Sunday, 9 August 2009


. . . and it felt like most of them were in Edinburgh today.


And that's not including the tourists!

I had to pop through to Edinburgh today to pick up some tickets for the Fringe festival. That guy I've been seeing is directing a play and I ordered tickets online for it. But the Fringe website said I had to pick them up from the Box Office, which was the vaguest instruction in the world. Was there a Fringe box office for everything, I wondered? Or was it the box office of the venue that particular play is being held at? I had no clue, and I didn't really want to ask him because I was worried I'd seem a bit stupid. So me and my sister decided to get the train over to the capital today to find out, rather than leave it til the last minute tomorrow night.

Now, I'm not a big fan of Edinburgh. I couldn't even really tell you why. Granted there is a bit of a Glasgow/Edinburgh rivalry but then strictly speaking I'm not a weegie either. But I find Glasgow to be far friendlier in general, and the fact I've lived there for over six years means I do feel far more of a loyalty to it than I could ever imagine feeling to Edinburgh. As a result, I don't go there very often. Which means I don't know the place. I know if you get off the train at Waverley Station, you're at the main shopping area. But trying to work out where the box office was in relation to this? Was not my finest hour. Luckily my sister proved in Majorca she actually seems to have the navigational skills in the family. Phew.

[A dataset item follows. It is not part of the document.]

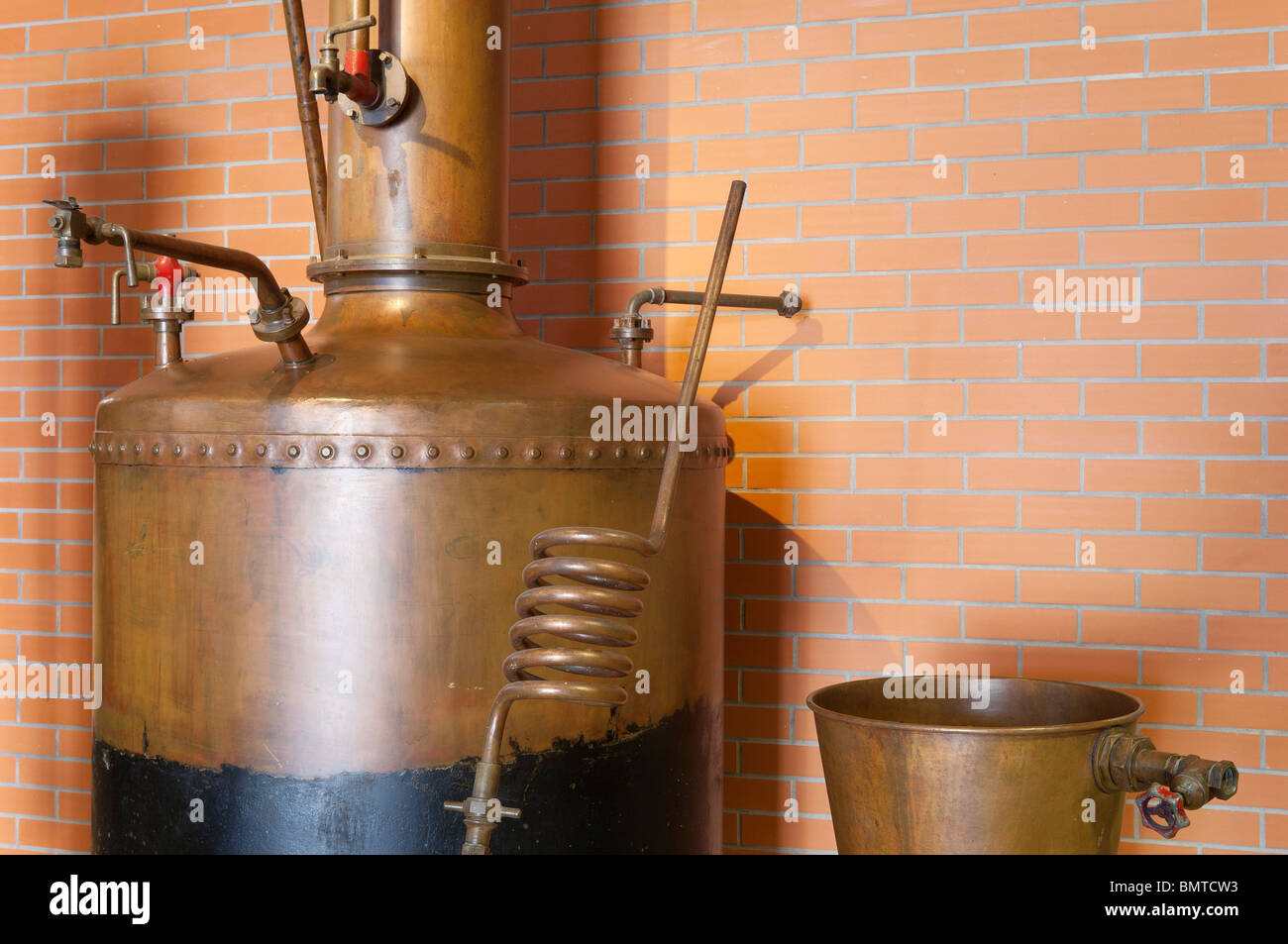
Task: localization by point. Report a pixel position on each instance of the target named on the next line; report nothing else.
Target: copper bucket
(1016, 765)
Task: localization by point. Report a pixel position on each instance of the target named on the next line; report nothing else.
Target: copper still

Getting the tickets, however, was quite a task. First there was the hour long train journey, in one of the most cramped trains I've ever been on. Then, once we reached Edinburgh, we realised that the map did not look like the real thing. We ended up having to walk up about a million (mild exaggeration, but still!) stairs to get to the correct street, then we had no idea where to go. There were so many performers touting their shows, and so many tourists wandering the streets, that we couldn't even stop to get our bearings. Finally we located the box office and queued up. This of course meant we were sitting ducks for people to come and bombard us with leaflets and explanations about their shows. To be honest, there were quite a few I would love to see. Like Princess Cabaret: Objectify This, a satirical show about Disney Princesses. OR . . . Gingers - The Musical! Which is about eight people with ginger hair who meet in a retreat. Random much??? It sounds awesome!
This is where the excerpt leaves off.